Thursday, January 19, 2012

Literary Landmark No. 6 & No. 7

I thought I’d combine a couple landmarks on a theme: “Hotels.”

Hotel des Artistes
“The most famous building on a block originally filled with artists’ studios,” this site was home to artists of the painting, literary, and entertainment worlds. Its most famous inhabitants of these respective artistic spheres were probably Howard Chandler Christy and Norman Rockwell; Fannie Hurst and Noël Coward; and Rudolph Valentino, Isadora Duncan, and Gary Oldman.

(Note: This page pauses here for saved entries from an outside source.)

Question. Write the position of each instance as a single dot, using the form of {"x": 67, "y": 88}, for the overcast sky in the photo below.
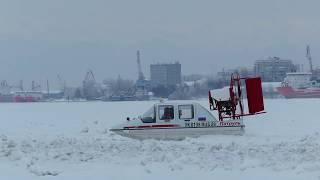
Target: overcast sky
{"x": 42, "y": 38}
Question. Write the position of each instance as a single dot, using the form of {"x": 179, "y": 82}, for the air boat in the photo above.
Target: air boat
{"x": 178, "y": 120}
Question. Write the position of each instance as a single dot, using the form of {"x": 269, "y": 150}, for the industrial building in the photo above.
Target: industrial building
{"x": 273, "y": 69}
{"x": 165, "y": 74}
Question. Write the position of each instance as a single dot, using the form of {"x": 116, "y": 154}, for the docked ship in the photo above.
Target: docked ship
{"x": 21, "y": 96}
{"x": 300, "y": 85}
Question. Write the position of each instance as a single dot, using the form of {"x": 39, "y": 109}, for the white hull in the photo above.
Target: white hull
{"x": 179, "y": 133}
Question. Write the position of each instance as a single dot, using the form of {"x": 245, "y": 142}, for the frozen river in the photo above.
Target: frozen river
{"x": 72, "y": 141}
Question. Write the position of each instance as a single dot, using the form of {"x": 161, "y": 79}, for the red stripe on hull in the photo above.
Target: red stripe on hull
{"x": 153, "y": 126}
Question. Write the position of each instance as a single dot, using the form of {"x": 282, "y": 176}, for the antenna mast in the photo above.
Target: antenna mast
{"x": 308, "y": 55}
{"x": 141, "y": 76}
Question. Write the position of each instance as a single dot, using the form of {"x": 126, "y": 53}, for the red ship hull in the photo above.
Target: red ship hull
{"x": 289, "y": 92}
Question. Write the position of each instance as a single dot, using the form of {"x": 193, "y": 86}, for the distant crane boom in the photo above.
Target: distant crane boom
{"x": 141, "y": 76}
{"x": 308, "y": 55}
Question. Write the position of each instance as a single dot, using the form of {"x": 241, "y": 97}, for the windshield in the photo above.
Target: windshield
{"x": 149, "y": 116}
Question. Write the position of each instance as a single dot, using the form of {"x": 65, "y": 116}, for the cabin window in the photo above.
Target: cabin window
{"x": 149, "y": 116}
{"x": 186, "y": 112}
{"x": 166, "y": 112}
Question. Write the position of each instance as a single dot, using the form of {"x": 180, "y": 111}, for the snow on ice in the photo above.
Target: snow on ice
{"x": 72, "y": 141}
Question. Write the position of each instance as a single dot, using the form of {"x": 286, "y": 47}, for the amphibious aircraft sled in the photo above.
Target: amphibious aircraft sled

The most sensational event associated with the building occurred on December 10, 1929.  Harry Crosby, nephew of J.P. Morgan, poet and publisher of the Black Sun Press, was found dead with his lover Josephine Bigelow in a murder-suicide that e.e. Cummings immortalized in verse:

            2 boston
Dolls; found with
Holes in each other
‘s lullaby.

In 1919, the Round Table was formed, and the Algonquin was the place for this incredible group of writers to rendezvous in first the Pergola (Oak) Room and then the Rose Room: F. Scott Fitzgerald, H.L. Mencken, James Thurber, Dorothy Parker, and so many more.  The group was known for its sophisticated wit and sharp, conversational humor, especially one-liners.  Dorothy Parker once reviewed actress Katharine Hepburn: “She ran the gamut of emotions from A to B.”

Later writers attracted to the Algonquin include Gertrude Stein and Alice B. Toklas, Gore Vidal, John Updike, Thornton Wilder, Tennessee Williams, Art Buchwald, Graham Greene, and William Faulkner, who wrote his 1949 Nobel Prize acceptance speech on the hotel stationery.   My Fair Lady was written in Room 908.

*These landmark reports are beginning to sound more and more like Wikipedia articles.  Oh, well; I still enjoy it.